St. Jude Medical is laying off 500 employees as part of a restructuring effort. This is the second round of layoffs for the company since August. The first round of layoffs resulted in 300 job cuts.
According to information provided by the company in a regulatory filing, total layoffs for 2012 will amount to five percent of St. Jude’s total workforce. The additional 500 layoffs will help the company cut costs by $40 to $60 million. By cutting its total global workforce by five percent, the company expects to save $150 to $200 million in costs in the upcoming fiscal year.
The two rounds of layoffs are part of a company-wide restructuring effort. St. Jude plans to consolidate all of its operations into two units: A cardiovascular and ablation technologies unit and an implantable electronic medical systems group.
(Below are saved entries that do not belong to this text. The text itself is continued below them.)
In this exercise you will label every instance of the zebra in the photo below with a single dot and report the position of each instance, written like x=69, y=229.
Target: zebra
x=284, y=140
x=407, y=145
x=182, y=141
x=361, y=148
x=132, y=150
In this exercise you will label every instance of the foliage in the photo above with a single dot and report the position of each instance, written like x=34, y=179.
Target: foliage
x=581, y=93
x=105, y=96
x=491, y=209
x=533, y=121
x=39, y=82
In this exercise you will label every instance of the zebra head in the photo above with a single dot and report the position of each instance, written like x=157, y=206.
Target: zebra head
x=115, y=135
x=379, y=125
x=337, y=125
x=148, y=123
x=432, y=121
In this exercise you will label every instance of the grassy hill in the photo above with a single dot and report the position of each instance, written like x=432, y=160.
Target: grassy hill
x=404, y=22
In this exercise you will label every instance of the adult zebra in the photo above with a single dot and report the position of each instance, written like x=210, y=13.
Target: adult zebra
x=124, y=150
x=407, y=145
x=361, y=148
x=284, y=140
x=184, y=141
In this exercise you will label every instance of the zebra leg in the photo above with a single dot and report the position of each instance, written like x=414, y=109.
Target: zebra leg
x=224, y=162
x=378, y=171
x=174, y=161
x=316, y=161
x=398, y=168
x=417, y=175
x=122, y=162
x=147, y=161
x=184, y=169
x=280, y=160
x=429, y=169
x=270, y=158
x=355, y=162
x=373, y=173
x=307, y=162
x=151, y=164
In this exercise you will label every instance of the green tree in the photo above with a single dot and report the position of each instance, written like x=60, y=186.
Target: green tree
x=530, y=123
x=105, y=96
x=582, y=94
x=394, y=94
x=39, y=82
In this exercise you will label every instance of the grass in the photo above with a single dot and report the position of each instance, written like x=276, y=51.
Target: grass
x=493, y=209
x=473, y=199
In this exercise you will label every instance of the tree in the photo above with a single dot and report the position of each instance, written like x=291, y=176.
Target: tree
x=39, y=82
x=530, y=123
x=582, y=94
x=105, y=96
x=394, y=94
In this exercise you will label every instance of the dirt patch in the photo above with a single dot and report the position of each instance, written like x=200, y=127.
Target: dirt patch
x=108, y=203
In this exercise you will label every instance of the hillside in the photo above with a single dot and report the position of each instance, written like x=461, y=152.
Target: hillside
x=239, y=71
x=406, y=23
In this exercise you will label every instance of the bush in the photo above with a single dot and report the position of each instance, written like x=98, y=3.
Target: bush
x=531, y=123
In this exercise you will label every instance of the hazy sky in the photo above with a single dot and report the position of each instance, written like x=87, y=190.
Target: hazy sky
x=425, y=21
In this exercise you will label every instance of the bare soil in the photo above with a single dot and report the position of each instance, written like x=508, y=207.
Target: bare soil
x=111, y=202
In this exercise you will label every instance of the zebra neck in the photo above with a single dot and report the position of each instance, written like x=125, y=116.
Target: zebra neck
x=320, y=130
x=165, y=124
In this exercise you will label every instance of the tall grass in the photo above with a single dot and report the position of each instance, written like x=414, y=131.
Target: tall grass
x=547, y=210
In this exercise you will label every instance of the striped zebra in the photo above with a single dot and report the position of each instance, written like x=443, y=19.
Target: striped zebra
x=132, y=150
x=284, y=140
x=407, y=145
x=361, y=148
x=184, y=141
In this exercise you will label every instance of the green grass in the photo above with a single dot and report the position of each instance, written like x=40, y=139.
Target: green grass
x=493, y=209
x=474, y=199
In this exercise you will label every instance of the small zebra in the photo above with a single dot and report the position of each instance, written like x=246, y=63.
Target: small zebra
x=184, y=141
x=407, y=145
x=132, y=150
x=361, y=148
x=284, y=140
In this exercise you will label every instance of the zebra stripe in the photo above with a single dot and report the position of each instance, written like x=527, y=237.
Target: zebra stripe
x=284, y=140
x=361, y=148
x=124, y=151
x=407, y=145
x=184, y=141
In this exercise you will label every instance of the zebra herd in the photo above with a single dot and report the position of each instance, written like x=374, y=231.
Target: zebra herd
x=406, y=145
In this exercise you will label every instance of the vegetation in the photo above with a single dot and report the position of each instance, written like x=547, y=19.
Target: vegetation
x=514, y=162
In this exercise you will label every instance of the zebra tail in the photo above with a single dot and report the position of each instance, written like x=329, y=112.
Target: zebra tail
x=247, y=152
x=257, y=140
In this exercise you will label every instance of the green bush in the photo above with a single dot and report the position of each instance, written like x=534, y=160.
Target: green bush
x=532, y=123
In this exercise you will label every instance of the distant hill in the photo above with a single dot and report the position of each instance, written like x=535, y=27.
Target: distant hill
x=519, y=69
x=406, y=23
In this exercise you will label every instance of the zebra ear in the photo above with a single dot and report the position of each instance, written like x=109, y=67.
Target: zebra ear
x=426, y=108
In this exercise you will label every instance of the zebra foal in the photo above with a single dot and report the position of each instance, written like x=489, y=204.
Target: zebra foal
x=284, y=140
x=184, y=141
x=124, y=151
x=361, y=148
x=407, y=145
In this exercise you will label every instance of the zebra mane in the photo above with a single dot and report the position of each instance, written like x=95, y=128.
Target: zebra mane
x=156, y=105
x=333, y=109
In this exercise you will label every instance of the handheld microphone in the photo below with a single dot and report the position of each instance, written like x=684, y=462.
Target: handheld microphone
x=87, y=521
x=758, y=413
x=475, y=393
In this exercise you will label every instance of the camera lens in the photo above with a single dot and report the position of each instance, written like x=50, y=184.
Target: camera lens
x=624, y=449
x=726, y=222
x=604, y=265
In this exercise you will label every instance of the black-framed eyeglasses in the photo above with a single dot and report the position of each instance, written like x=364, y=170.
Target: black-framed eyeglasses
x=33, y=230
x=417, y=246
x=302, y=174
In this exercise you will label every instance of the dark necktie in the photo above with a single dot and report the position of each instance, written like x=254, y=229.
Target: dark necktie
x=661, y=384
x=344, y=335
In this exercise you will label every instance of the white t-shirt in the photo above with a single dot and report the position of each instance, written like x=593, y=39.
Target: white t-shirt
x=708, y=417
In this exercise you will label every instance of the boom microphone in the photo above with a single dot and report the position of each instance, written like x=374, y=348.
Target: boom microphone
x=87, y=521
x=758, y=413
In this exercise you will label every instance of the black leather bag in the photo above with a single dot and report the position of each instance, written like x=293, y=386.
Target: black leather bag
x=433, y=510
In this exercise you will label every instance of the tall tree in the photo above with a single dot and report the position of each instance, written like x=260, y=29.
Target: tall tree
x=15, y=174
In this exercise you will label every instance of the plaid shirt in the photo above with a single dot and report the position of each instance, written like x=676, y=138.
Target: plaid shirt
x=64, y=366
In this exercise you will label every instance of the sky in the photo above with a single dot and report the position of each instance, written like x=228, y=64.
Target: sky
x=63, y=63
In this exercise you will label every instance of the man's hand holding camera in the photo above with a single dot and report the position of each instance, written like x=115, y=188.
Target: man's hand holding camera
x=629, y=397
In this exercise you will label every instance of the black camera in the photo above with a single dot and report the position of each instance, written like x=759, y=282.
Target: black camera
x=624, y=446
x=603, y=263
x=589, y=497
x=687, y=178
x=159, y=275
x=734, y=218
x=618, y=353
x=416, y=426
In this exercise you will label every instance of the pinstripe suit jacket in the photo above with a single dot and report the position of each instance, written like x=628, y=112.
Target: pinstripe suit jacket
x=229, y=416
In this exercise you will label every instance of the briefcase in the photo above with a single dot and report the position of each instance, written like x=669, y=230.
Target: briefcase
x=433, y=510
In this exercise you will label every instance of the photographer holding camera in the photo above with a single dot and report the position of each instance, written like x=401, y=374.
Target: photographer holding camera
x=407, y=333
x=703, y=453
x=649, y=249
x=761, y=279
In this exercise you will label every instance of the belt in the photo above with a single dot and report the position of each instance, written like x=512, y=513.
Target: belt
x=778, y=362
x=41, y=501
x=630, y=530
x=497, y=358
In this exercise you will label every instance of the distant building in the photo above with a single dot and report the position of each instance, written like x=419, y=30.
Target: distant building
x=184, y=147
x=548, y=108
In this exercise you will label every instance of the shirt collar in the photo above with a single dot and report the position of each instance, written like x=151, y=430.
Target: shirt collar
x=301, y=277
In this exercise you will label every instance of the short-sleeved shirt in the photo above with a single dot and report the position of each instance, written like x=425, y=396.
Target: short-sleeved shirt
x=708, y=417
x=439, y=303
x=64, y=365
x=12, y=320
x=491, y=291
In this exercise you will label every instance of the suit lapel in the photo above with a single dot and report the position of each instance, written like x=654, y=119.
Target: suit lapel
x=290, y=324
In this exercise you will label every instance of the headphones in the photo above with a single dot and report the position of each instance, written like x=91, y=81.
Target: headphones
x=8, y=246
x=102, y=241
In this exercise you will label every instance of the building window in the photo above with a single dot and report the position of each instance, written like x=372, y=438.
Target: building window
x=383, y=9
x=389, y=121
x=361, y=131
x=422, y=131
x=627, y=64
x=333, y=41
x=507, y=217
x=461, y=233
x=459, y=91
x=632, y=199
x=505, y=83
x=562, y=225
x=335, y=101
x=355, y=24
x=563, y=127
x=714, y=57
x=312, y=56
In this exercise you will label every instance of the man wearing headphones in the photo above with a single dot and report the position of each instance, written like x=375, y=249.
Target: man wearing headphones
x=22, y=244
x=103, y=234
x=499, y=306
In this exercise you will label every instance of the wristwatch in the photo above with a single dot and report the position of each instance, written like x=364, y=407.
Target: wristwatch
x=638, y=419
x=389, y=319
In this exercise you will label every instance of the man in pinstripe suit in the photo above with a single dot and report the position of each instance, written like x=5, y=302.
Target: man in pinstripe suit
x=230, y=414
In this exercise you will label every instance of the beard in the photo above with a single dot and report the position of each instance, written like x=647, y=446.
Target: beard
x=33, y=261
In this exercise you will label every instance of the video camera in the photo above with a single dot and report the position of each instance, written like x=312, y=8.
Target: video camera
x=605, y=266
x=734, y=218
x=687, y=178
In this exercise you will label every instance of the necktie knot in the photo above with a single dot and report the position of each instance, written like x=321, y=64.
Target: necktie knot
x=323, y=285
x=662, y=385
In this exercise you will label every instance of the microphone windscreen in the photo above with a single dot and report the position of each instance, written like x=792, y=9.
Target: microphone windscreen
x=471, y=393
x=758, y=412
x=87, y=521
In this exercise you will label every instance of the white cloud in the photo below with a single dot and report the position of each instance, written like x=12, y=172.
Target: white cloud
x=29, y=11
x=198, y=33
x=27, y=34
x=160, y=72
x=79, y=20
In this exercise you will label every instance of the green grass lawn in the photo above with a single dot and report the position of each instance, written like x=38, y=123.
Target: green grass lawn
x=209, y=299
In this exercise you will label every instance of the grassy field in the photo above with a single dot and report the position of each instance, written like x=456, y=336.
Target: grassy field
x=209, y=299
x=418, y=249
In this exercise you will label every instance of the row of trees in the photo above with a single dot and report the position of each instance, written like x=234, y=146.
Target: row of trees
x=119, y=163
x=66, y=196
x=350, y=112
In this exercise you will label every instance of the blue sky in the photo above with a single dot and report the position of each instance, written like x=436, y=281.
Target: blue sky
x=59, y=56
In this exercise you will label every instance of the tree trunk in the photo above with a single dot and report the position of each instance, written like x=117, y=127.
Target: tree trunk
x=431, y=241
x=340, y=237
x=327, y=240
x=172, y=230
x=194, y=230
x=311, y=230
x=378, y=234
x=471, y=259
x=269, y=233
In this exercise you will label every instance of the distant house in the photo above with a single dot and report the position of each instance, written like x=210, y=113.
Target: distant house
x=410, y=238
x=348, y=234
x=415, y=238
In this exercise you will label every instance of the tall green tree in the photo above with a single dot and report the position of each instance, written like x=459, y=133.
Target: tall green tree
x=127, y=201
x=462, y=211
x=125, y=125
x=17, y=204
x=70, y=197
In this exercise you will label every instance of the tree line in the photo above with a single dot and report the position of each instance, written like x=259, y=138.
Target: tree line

In addition, St. Jude plans to consolidate ancillary departments too. This includes divisions like accounting, HR, IT and legal.
In a prepared statement, CEO Dan Starks said, "We are focused on reducing costs, leveraging economies of scale, maintaining the highest level of quality and funding our entire portfolio of new growth drivers."
The restructuring plan is due to several problems at the company. In the third quarter, St. Jude’s net sales dropped four percent. This decrease was due to lower demand for its implantable cardiac devices. In addition, the company was reprimanded by the FDA over manufacturing practices at one of its California plants. A clinical study also recently showed that the company’s Amplatzer heart plug device is ineffective at reducing the risk of strokes.